The 19th-century Luddites had the same fear of automation. During the Industrial Revolution, with mechanization replacing manual labor on an unprecedented scale, their proposed solution was to smash the new machines that were taking jobs away from some people (even as they were creating new jobs for many more people).
The 21st-century Luddites – Musk, Facebook founder Mark Zuckerberg, and other big names in Silicon Valley – have a different solution.

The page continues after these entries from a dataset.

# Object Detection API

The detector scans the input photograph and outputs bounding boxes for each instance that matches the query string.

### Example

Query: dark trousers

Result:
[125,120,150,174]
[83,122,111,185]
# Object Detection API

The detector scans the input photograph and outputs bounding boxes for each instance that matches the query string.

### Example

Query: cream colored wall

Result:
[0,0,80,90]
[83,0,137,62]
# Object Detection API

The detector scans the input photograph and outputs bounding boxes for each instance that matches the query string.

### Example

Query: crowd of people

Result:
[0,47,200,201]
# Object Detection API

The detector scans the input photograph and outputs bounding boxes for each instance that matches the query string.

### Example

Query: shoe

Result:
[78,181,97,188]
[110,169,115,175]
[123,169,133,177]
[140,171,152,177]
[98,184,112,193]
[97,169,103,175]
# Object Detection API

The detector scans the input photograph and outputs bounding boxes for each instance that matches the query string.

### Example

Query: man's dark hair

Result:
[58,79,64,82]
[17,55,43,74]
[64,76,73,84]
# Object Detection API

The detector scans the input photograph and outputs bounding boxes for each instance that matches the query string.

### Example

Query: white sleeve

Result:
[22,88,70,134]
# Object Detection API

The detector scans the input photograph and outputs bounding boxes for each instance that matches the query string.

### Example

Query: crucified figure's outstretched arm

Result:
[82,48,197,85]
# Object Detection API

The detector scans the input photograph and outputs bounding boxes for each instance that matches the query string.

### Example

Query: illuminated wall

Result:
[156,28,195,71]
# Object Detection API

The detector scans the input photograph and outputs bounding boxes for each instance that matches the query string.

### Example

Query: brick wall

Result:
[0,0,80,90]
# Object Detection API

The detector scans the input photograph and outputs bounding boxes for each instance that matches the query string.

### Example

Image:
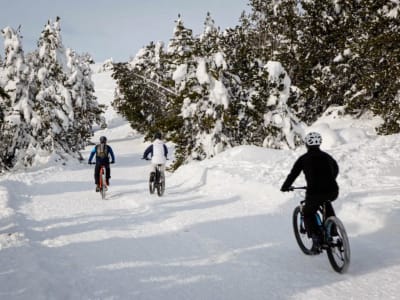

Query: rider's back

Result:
[296,148,339,194]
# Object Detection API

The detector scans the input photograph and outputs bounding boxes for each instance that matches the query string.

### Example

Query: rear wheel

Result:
[293,206,313,255]
[325,217,350,273]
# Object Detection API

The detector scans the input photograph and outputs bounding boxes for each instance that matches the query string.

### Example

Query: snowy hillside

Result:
[0,66,400,300]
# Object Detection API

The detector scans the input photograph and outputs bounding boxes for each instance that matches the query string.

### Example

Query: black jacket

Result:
[281,147,339,196]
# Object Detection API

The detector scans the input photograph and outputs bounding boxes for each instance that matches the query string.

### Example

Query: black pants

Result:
[94,163,111,184]
[303,192,338,237]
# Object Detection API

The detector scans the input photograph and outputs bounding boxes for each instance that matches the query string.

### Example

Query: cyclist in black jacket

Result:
[281,132,339,251]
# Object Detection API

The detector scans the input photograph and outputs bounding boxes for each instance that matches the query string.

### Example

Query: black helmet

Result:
[154,132,162,140]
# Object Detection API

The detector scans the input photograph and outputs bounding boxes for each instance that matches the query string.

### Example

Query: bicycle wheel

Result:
[293,206,313,255]
[149,172,156,194]
[325,217,350,273]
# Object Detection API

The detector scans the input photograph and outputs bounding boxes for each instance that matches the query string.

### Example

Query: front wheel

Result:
[325,217,350,273]
[293,206,313,255]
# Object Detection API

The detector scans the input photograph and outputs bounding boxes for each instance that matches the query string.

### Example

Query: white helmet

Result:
[304,132,322,146]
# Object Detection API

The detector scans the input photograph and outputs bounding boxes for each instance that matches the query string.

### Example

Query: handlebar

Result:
[289,186,307,191]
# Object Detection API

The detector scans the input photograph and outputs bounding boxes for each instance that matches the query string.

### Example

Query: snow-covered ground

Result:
[0,67,400,300]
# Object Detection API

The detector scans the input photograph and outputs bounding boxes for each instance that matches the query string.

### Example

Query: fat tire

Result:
[325,216,350,273]
[292,206,314,255]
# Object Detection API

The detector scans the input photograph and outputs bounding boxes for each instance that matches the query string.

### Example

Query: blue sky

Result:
[0,0,249,62]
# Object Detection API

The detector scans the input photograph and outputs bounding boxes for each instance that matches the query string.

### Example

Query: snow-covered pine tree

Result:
[113,42,169,138]
[181,13,229,159]
[262,61,305,149]
[64,48,102,152]
[164,15,199,168]
[33,17,75,155]
[0,27,33,169]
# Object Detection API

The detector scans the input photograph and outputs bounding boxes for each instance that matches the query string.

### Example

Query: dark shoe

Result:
[311,235,322,255]
[331,225,339,237]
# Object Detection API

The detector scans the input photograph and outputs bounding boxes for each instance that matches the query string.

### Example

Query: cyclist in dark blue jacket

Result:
[281,132,339,253]
[88,136,115,192]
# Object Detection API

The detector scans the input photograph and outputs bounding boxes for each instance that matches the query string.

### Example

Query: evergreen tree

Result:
[0,27,33,168]
[113,43,169,137]
[34,17,74,154]
[64,49,104,152]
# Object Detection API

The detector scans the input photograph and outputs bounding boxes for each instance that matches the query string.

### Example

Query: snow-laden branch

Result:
[132,72,178,96]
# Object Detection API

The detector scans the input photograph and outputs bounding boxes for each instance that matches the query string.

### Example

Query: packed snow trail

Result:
[0,67,400,300]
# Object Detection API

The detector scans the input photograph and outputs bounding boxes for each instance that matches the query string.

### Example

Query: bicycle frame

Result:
[291,187,350,273]
[99,165,107,199]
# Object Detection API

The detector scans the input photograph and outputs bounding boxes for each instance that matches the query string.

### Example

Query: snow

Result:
[0,66,400,300]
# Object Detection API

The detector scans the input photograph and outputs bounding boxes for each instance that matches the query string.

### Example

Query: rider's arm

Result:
[332,158,339,178]
[281,158,303,191]
[88,147,96,163]
[107,145,115,163]
[143,144,153,159]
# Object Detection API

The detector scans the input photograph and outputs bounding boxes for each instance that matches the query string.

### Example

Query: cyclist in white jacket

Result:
[142,132,168,178]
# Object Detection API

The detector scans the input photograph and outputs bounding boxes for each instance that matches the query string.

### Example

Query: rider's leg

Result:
[150,163,157,181]
[105,164,111,185]
[94,164,100,185]
[303,200,319,237]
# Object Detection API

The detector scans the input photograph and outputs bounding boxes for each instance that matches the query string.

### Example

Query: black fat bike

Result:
[149,164,165,197]
[290,187,350,273]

Rather than smash their own machines, they are promoting a “universal basic income” (UBI, for short) to take care of people unable to find work because of the job-destroying robots.
A UBI of, say, a couple thousand dollars a month for unemployed yet able-bodied adults would create a whole new “safe space” – freeing millions of people from the nasty necessity of having to go out and find work in order to enjoy life unencumbered by financial difficulty.

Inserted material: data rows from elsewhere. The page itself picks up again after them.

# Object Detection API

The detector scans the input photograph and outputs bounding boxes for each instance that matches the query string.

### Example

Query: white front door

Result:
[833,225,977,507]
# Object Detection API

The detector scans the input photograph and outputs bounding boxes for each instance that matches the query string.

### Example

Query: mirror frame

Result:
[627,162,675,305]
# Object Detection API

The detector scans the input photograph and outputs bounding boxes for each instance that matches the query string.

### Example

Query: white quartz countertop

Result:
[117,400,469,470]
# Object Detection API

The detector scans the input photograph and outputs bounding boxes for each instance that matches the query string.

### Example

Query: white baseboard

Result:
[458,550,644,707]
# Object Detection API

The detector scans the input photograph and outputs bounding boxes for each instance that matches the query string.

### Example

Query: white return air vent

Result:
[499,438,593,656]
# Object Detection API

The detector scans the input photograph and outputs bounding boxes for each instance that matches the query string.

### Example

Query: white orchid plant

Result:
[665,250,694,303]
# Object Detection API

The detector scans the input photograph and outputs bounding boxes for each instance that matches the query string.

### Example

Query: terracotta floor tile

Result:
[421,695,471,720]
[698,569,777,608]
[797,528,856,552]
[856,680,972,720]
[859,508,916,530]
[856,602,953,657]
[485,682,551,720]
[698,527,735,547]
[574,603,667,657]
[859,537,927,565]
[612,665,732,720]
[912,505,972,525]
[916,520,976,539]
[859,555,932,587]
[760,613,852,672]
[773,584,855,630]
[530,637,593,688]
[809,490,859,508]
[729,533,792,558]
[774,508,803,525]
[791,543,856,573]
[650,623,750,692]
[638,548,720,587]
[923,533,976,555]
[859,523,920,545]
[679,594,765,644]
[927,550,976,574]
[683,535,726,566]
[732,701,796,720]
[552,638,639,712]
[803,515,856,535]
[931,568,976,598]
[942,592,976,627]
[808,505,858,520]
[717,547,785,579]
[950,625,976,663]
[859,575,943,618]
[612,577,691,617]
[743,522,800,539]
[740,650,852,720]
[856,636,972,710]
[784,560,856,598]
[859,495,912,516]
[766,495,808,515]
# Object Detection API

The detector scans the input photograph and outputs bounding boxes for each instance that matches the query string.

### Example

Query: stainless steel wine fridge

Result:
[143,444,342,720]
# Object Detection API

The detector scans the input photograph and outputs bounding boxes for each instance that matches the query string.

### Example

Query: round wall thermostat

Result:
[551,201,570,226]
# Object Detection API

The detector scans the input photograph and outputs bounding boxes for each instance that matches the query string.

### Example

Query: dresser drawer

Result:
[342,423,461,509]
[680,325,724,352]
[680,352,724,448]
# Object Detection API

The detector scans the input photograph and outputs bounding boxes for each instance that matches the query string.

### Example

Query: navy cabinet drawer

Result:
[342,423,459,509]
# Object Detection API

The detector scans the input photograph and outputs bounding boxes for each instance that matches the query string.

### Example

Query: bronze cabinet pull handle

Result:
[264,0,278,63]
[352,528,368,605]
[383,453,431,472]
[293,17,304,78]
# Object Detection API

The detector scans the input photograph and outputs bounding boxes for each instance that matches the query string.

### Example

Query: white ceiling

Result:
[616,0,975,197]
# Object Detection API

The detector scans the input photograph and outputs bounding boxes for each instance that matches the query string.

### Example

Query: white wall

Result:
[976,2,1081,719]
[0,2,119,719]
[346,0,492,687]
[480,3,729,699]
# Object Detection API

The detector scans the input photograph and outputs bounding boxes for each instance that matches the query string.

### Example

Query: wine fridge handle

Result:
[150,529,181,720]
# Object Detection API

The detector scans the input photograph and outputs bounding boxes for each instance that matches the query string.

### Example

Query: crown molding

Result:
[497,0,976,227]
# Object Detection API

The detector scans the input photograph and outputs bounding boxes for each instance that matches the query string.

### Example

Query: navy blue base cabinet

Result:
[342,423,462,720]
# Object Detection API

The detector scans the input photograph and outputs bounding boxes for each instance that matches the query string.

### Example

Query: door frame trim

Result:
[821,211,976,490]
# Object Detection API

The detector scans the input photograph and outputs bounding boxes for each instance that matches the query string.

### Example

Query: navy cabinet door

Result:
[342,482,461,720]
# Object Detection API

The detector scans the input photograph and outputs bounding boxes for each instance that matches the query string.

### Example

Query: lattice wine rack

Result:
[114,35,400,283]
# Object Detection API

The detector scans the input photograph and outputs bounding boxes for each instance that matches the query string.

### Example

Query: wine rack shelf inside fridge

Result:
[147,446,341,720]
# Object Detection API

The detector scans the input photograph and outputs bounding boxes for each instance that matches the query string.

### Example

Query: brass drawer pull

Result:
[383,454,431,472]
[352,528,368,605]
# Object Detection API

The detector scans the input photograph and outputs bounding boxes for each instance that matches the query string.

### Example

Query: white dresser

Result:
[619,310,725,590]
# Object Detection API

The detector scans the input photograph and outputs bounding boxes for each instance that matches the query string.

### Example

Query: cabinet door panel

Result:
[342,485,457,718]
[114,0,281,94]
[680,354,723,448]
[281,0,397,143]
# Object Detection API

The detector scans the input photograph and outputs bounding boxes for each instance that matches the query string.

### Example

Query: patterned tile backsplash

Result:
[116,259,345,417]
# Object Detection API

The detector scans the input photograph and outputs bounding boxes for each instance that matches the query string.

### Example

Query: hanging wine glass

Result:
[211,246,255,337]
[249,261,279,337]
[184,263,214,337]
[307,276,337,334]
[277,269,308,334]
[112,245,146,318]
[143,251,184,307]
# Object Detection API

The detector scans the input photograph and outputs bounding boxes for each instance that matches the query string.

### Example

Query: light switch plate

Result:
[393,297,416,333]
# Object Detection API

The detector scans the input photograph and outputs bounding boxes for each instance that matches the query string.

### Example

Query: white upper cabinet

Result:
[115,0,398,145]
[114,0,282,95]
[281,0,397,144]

“We should have a society that measures progress not just by economic metrics like GDP, but how many of us have a role that we find meaningful,” said Zuckerberg in a recent speech at Harvard. “We should explore ideas like universal basic income to give everyone a cushion to try new things.”
Musk argues that unemployment and economic output will both rise as a result of greater automation, leaving society with “no choice but to distribute a portion of the money to everyone equally.”
Let’s try to talk a little sense here. Who is to pay the vast sum of money needed to create a new leisure class of non-workers if not the people who continue to work? And in the long history of automation, has there ever been a time when a rapid expansion in unemployment (as happened in the Great Depression) was accompanied by a still more rapid expansion in GDP. The answer is never.
More importantly, automation creates more employment than it destroys. During the Industrial Revolution, for instance, automation made weavers who worked on ancient looms obsolete. But the number of people working in textiles exploded. That is because capital investment in labor-saving devices raised productivity, lowered prices, improved quality, and left more money in people’s pockets to spend on things besides the bare necessities.
The Silicon Valley superstars promoting a UBI display an incomplete understanding of how free-market capitalism works. It depends upon human motivation no less than technological innovation. Under free-market capitalism, people compete with one another to satisfy the needs of others. Rather than living off the sweat from the brows of other people, they have the satisfaction that comes from earning their own way and living useful, purposeful lives.
On this Labor Day, let us celebrate the enduring value of work. There may be other motivations for a basic income, but a fear of robots destroying all the jobs absolutely shouldn’t be one of them.